Ajker Ograbani Desk | 31 October 2017 | 9:00 pm
Juboraj is almost a living death
He neither looks agitated, nor shows regal indifference to the visitors. Comilla Zoo’s lone big cat Juboraj is 18 and lost his mighty roars. He is already past the limit of a lion’s average life span.
The jungle king may be the epithet for this African lion, but he is seen in a laying down posture most of the time.
He does not even take much food these days.
Juboraj is almost a living death.
But the zoo’s management has kept the lion at its cage for display, offering a rather pitiful and obnoxious sight to the visitors.
The insensitivity of such a display has also irked the netizens. Some photos and a video of the ailing lion have recently gone viral on Facebook and generating harsh criticisms about the role of the authorities.
The zoo along with a botanical garden was established in 1985 on a 10.15 acre land of the district administration in Comilla town. Comilla Zila Parishad is responsible for the management of these two establishments. The zila parishad, however, maintains the zoo and the botanical garden through commercial lease.

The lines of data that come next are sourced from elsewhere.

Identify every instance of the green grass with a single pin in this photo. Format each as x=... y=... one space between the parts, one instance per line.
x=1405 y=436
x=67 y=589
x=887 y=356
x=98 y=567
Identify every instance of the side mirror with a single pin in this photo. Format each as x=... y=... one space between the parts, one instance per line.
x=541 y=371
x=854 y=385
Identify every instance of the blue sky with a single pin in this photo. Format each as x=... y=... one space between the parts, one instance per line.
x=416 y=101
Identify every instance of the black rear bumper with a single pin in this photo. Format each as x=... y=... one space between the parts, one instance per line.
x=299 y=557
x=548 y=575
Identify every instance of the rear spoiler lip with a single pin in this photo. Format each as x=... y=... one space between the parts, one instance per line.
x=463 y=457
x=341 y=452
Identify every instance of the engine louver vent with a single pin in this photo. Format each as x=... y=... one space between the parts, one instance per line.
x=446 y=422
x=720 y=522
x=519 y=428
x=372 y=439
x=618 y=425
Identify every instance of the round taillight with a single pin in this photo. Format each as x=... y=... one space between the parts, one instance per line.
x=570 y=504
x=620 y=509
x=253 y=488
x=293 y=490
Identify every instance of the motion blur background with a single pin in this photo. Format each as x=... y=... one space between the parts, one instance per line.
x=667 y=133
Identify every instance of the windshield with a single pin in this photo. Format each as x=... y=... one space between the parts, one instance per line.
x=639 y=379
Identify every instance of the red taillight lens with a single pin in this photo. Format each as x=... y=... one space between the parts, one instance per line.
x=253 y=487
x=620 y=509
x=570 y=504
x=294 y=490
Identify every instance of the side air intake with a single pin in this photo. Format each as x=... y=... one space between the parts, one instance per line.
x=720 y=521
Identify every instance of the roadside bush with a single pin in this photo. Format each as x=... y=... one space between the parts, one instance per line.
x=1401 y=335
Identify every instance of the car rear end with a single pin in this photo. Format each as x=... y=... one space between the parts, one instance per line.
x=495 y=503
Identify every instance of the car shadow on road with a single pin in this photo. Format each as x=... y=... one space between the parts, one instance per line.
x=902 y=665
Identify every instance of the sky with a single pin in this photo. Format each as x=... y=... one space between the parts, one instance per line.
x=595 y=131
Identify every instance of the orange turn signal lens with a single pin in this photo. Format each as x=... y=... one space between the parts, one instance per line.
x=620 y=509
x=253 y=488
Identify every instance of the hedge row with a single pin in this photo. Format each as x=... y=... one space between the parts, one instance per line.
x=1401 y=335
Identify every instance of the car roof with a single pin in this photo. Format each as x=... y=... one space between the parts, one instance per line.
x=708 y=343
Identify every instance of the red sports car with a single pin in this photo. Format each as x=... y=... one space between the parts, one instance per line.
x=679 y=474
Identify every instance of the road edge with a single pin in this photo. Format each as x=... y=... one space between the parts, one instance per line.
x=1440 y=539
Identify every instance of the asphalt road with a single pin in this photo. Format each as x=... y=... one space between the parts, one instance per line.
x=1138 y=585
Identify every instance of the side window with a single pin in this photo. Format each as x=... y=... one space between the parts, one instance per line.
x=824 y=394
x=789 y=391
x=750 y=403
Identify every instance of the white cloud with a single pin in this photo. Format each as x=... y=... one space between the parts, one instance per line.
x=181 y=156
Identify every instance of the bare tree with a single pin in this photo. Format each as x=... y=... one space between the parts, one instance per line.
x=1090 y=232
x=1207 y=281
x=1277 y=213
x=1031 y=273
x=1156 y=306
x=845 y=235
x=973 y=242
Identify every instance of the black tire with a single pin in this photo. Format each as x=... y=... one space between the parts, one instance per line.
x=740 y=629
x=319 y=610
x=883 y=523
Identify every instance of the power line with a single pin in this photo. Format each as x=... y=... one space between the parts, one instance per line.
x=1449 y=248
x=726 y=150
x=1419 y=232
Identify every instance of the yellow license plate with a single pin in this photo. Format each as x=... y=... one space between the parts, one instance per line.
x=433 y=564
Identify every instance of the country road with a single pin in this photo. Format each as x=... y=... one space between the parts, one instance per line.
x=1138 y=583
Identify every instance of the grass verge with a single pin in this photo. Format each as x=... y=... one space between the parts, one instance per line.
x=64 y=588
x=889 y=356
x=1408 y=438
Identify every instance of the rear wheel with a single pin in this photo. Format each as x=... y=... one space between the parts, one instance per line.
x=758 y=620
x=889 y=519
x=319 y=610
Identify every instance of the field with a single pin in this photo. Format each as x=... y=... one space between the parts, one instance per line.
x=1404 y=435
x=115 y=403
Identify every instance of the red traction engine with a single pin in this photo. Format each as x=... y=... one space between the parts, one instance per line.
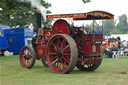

Asked about the lion’s condition, Sonjoy Kumar Bhowmik, chief executive officer of Comilla Zila Parishad, said: “Juboraj is in critical condition. We have called up veterinarians for his treatment in the near past. The veterinarians informed that a lion has an average life span of 14 years and Juboraj is already 18. We brought him from the Chittagong Zoo eighteen years back.”
Many countries in the world have a policy to euthanise ageing zoo animals to relieve those of the sufferings. But Bangladesh is yet to have a euthansia law.
Contacted, Dhaka Zoo Curator Dr SM Nazrul Islam told the Dhaka Tribune: “We came to know about the ailing lion quite a few months back. We have no way but to let the lion live, wherever the sufferings might be. Bangladesh doesn’t have a euthansia or painless killing act.
“The best we can do for the lion is create a medical board and keep it under special care in the Cntral Veterinary Hospital at Alauddin Road,” added the Dhaka Zoo curator.
Dr Monirul H Khan, associate professor of the Department of Zoology, Jahangirnagar University, suggested that the zoo authority should keep the ailing lion in isolation.
“I have no objection in killing the captive animal in such a condition. But there are people whose sentiment can go against it. So the best way is to isilate it. Moreover, the sick lion may have been suffering from different contagious diseases. The isolation can prevent the spread of those diseases among the other zoo animals,” Monirul said.
Comilla Zoo: A kingdom only resembling its king
The overall condition of Comilla Zoo is no different from that of Juboraj’s.
A visit to the zoo gives one an impression of passing through an abandoned establishement as most of the cages remain empty.
Besides the lone lion, the zoo displays a total of eight monkeys, three moor fowls and three deers. Locals complain that the zoo area gets inundated with a moderate rainfall and the visitor turnout has been decreasing year on year.
Ali Akbar Masum, former president of Comilla Sachetan Nagorik Committee, said: “The pity state of the zoo in such a prominent city as Comilla is very unexpected. The zoo must be renovated and more animals and birds should be brought in for display.”
Raihan Hasnat, one of the leasees of the zoo, said: “We have to count a yearly expenditure of Tk19 lakh which include the lease price and the cost of feeds provided to the animals. But the visitor turnout is low as we do not have much animals to display. We are already in loss.”